I want to create a robust image retrieval for my dataset of images. I'm using the qdrant cluster to store my image embeddings (using finetuned dinov2). My dataset has a lot of intricate artwork abstract and cubism. Using my embeddings I'm able to do a similarity search given a query image and I can retrieve the top 5 similar images. The retrieved images aren't good enough. There still needs to be reranking done. I find it difficult to rerank the retrieved images. Since text is easier to rerank, I generated captions for my dataset using the google gemini model. I'm not really happy with the captions. Since these are abstract drawings and colours it got a lot of the detail wrong. Can someone help give me direction as to how I proceed with reranking the images, either using text or image. I'm not happy with the captions generated despite refining the prompt
#Image reranking
40 messages · Page 1 of 1 (latest)
@tropic dawn
Maybe create a small dataset ranked images and fine tune the model on it
But images need to be ranked based on a query image right. When the query image is dynamic how can we make a dataset
My task is to do image retrieval: I have 500 index images (These are HD DSLR pics) and there are query images which have instances of the query image in them. My goal is to pic the right index image given a query image. Thats why i finetuned dino to generate embeddings. Now I need to focus on reranking the retrieved images
you make a dataset by taking reference images at random and manually ranking other images chosen at random against it I would say
You don't necessarily have to rerank based on content. If your application has natural signal, such as clicks, you can just rerank based on probability to be clicked on. Basically, you can concatenate user embedding + image embedding, pass to a small model that predict probability to be clicked on. See more on Learning to Rank: https://towardsdatascience.com/learning-to-rank-a-complete-guide-to-ranking-using-machine-learning-4c9688d370d4
If the ranking is subjective, I would just annotate given a query, what was clicked on, and create a continuous model to learn about given a query and list of images, what is most likely to be clicked on
Hey Ian!! Thank you so much for replying! So mine isn’t really a text- image search like google images. Mine is like an image-image search. Im given a query image and based on its content I need to pick the correct index image. The query is basically an instance of one of the index images. The last time we spoke you gave me an idea of captioning the images to text and working with those embeddings instead, and you also told me how important reranking is. But, I’m having trouble with that. Captions generated after prompting aren’t working well. I tried the gemini model for captioning (it takes over 3-4 secs to generate a caption for an image), and the captions aren’t that accurate. Worst part is when it return no result, cause gemini is not able to describe it. Im stuck with this issue.
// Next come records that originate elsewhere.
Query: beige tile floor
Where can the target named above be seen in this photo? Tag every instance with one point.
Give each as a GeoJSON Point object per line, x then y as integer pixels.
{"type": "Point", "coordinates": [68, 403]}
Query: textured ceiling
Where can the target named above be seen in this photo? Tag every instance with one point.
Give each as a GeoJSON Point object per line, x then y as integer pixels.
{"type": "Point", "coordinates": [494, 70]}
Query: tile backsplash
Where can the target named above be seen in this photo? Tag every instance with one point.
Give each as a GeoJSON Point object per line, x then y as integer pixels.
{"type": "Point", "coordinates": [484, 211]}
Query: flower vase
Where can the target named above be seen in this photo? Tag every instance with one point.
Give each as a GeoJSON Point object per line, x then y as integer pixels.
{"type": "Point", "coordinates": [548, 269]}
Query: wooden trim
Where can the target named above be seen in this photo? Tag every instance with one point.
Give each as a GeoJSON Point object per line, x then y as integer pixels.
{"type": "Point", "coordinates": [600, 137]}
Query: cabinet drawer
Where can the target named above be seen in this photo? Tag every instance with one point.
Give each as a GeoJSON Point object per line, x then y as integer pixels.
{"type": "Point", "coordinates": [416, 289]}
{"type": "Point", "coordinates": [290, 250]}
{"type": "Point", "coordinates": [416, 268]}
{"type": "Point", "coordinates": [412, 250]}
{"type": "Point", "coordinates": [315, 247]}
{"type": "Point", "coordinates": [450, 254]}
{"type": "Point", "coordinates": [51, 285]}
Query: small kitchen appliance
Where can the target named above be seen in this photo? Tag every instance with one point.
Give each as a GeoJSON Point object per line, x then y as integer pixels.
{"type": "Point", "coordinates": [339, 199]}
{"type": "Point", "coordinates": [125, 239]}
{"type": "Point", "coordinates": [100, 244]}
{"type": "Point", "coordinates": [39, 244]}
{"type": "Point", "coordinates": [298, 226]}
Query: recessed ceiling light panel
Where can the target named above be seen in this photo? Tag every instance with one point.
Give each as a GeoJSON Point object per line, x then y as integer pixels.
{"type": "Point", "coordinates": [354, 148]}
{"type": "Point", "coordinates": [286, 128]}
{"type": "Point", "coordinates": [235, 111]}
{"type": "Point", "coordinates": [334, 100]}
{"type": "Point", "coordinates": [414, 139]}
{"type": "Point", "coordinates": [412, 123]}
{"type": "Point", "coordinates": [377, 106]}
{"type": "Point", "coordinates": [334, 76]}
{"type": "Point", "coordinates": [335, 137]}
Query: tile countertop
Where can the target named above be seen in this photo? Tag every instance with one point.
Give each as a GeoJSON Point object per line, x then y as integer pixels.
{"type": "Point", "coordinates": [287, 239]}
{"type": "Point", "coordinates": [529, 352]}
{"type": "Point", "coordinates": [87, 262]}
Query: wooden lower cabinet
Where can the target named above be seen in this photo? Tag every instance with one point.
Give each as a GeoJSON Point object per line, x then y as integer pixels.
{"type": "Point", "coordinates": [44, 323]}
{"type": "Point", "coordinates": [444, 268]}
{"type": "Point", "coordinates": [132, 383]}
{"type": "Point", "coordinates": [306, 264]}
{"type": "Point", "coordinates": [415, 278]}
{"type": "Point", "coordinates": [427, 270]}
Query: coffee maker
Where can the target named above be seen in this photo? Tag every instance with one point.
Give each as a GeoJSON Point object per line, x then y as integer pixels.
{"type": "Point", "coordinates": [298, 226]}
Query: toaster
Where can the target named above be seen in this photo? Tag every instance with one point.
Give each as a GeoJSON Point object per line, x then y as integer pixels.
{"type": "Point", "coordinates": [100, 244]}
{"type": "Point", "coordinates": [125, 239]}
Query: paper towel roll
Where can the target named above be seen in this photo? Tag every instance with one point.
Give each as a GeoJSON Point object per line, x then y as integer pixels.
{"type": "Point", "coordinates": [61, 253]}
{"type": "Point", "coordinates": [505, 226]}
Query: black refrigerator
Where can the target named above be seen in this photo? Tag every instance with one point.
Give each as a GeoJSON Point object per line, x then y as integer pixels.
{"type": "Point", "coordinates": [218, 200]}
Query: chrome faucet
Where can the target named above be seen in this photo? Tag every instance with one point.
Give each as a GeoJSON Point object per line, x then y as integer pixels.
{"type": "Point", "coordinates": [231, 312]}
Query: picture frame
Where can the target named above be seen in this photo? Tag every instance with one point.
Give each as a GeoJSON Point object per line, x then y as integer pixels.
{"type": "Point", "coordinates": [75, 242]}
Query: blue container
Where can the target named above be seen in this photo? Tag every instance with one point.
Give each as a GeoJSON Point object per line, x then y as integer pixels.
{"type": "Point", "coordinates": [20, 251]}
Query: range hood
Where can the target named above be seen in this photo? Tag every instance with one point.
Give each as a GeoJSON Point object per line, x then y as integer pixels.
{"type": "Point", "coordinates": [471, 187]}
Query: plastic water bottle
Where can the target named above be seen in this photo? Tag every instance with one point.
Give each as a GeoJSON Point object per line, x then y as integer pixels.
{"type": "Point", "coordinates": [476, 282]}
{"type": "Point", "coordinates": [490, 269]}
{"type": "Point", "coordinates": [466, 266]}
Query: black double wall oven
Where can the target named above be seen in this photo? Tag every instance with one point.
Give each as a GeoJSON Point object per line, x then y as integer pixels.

So there is no click in my application. Rather just a query image taken by a user which must contain an instance of any index image.
Hey this is a really nice idea. And I was actually trying that out last night. BUT.. later on I will have to register more images. Right now my dataset is small, but when I add more images to the mix, it makes no sense to keep ranking them manually right.
Just pondered over your message again. No image has a higher chance of being clicked on. This application doesnt involve clicking. its more like scanning an image and querying it. The query image is random and could be ANY of an index image instance or NONE.
The more you have ground truth data about the ranking preference you want to have, the more the model will be able to generalize this ranking to other images. In deep learning, more is better.
see that's the thing. I don't have a lot of ground truth data right now. And I'm sure while registering there will be max only 100 different images.
And since my images are artwork even I'm not sure how similar or dissimilar some work are.
If you don't know if the images are supposed to be similar or not, you should probably not expect the AI to do a better job
I mean I have a vague idea. But the retriever did a good job finding similar images and thats all AI as well. Why can't the reranking space be made into something like this.
what is your ground truth reference exactly?
the HD DSLR Artwork images
and it gives you good rankings?
I am talking about the rankings, not the images
rankings? I haven't done reranking yet. The retriever works fine
I'm not able to do the ranking
so if I understand correctly, you have a model for ranking, but you are not happy with it, and you have no reference ranking model or ground truth ranking data?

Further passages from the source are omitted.